- Nico Roller
Pforzheim. Beim „Zirkus des Horrors“ bleibt einem die Luft weg – aber nicht vor lauter Angst, sondern vor Erstaunen über das, was die 22 Mitwirkenden zwei Stunden lang treiben. Sie spucken Feuer, sie zeigen waghalsige Akrobatik und sie fahren mit Motorrädern durch die Manege. Allerdings gibt es auch Menschen, denen die Veranstaltung ein Dorn im Auge ist. Schon vor der Premiere hatte ein Bürger in einer auch der PZ vorliegenden Mail Oberbürgermeister Peter Boch darum gebeten, „diesem antichristlichen Horrorzirkus gerade in dieser verrückten Zeit mit drohendem Weltkrieg und während der Corona-Zeit den Todesstoß zu verpassen“.
Dabei ist dem Zirkus das Schicksal der Menschen in der Ukraine eigenen Angaben zufolge alles andere als egal. Im PZ-Gespräch erklärt Direktor Joachim Sperlich, dass man kurzfristig noch vier Artisten aus der Ukraine engagiert habe, davon zwei mit Familien. In den kommenden Tagen sollen zwei weitere Frauen dazustoßen.
Und Sperlich sagt, man sei durchaus bereit, noch mehr aufzunehmen, ihnen Arbeit und Unterkunft zu geben. „Das ist einfach eine Verpflichtung für uns.“ Der Direktor betont, in seinem Zirkus gehe es nicht ums Fürchten, sondern um die Unterhaltung, darum, auch in schwierigen Zeiten ein bisschen Spaß zu haben.

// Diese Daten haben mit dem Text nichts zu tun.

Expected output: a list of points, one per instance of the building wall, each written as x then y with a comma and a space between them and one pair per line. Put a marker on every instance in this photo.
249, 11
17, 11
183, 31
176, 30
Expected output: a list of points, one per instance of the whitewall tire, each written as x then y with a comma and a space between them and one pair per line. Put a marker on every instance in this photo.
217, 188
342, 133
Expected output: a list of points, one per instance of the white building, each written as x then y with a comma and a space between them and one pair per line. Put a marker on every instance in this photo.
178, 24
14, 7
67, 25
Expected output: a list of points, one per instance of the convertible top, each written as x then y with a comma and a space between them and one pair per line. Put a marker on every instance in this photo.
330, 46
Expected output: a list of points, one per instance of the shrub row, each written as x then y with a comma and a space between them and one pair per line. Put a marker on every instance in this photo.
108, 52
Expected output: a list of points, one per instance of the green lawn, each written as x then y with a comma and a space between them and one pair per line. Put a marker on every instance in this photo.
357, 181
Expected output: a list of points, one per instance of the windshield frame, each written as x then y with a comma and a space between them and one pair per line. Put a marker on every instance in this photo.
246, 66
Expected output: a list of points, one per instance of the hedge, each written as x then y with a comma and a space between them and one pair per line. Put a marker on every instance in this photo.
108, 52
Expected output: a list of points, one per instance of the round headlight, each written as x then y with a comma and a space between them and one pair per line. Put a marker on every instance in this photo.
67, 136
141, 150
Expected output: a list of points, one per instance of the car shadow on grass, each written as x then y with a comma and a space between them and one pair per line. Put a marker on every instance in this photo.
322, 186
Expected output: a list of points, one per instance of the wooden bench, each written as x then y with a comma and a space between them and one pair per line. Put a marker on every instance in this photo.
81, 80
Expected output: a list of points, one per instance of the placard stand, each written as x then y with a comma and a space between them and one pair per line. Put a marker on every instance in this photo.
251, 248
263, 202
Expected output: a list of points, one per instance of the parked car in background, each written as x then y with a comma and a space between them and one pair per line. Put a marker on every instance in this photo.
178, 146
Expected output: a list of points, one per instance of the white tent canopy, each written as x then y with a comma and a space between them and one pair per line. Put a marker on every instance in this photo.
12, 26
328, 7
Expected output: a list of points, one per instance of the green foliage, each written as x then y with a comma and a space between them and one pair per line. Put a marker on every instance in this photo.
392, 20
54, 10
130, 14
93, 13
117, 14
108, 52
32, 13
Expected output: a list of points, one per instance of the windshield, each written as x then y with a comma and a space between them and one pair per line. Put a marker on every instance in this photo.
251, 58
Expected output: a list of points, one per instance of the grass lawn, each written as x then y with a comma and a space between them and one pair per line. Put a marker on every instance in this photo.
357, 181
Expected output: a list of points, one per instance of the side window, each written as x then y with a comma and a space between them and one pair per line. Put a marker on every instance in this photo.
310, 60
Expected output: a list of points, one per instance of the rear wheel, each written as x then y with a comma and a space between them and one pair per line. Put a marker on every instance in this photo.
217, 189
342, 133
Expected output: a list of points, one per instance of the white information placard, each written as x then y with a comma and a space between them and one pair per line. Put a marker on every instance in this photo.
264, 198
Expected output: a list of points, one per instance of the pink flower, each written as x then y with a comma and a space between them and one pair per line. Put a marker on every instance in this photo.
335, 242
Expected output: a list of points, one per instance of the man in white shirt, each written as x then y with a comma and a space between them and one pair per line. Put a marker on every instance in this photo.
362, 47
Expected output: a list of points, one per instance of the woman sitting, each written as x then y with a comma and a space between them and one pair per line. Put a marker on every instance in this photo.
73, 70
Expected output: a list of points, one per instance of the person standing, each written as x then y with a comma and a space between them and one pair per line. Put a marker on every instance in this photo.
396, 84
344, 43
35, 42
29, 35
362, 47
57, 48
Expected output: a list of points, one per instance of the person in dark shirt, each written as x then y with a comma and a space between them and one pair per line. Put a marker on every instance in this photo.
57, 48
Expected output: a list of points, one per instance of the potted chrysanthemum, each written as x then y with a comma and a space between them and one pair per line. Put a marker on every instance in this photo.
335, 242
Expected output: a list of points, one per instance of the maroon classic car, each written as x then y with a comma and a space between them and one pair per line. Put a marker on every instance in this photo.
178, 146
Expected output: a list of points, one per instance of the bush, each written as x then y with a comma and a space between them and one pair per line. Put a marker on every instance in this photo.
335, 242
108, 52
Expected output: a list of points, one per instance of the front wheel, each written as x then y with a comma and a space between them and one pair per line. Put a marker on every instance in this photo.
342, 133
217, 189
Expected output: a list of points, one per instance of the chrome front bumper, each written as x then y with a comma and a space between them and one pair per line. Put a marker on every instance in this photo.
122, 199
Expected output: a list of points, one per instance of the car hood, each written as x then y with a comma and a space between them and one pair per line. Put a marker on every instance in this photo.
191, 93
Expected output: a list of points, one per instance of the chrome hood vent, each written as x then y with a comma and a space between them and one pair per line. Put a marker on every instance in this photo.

Die Menschen in Verlegenheit zu bringen, ist der Job von Clown Andomalius, der genau weiß, wie er dem Publikum die Schamesröte ins Gesicht treibt: indem er Pfeile in Penis-Form verschießt, indem er männlichen Besuchern pinke Hasenohren aufsetzt, indem er Frauen zum Stöhnen bringt und Männer dazu, sich von ihrer Partnerin den Hintern versohlen zu lassen. Er redet gern und viel, die Akrobaten gar nicht. Während sich der Engel Eloa in luftiger Höhe an einem gelben Tuch verausgabt, turnt Rene Sperlich auf einem gefährlich wackelnden Turm aus übereinander gestapelten Stühlen, Handstand inklusive. Mit den Beinen nur in den Schlaufen zweier Seile hängend, zeigt Adele Fame einen Spagat, die „Skating Devils“ rasen mit Rollschuhen durch die Manege, die Mitglieder der Gruppe „Mystery of Ocean“ steigen sich für Handstände gegenseitig auf die Schultern. Mit einer großen Wippe schleudern sich Gesa, Felix und Attila gegenseitig durch die Luft: mal vorwärts, mal rückwärts, aber immer so, dass sie sich gerade so noch auffangen können.
Der Atem stockt
Und dann ist da noch das Todesrad, das aus zwei überdimensionalen, durch eine Querstange verbundenen Ringen besteht. Ringe, die sich ohne Unterlass drehen, immer weiter, immer schneller. Maik und Siegfried Sperlich balancieren auf ihnen, hüpfen, springen Seil und fallen auch mit einem Sack über dem Kopf nicht herunter. Dem Publikum stockt der Atem. Wirklich gruselig ist aber nur einer: Kurt Späth, der Freak, der sich Spritzen in die Haut bohrt, Nägel in die Nase hämmert, eine laufende Bohrmaschine verschluckt und an der Zunge eine Zuschauerin durch die Manege zieht.
Das Publikum ist hin- und hergerissen zwischen Staunen und Ekel. Doch Späth weiß, was er tut: Zum Finale steht er dann des Publikums wieder putzmunter in der Manege und holt sich zusammen mit seinen Kollegen den tosenden Beifall ab.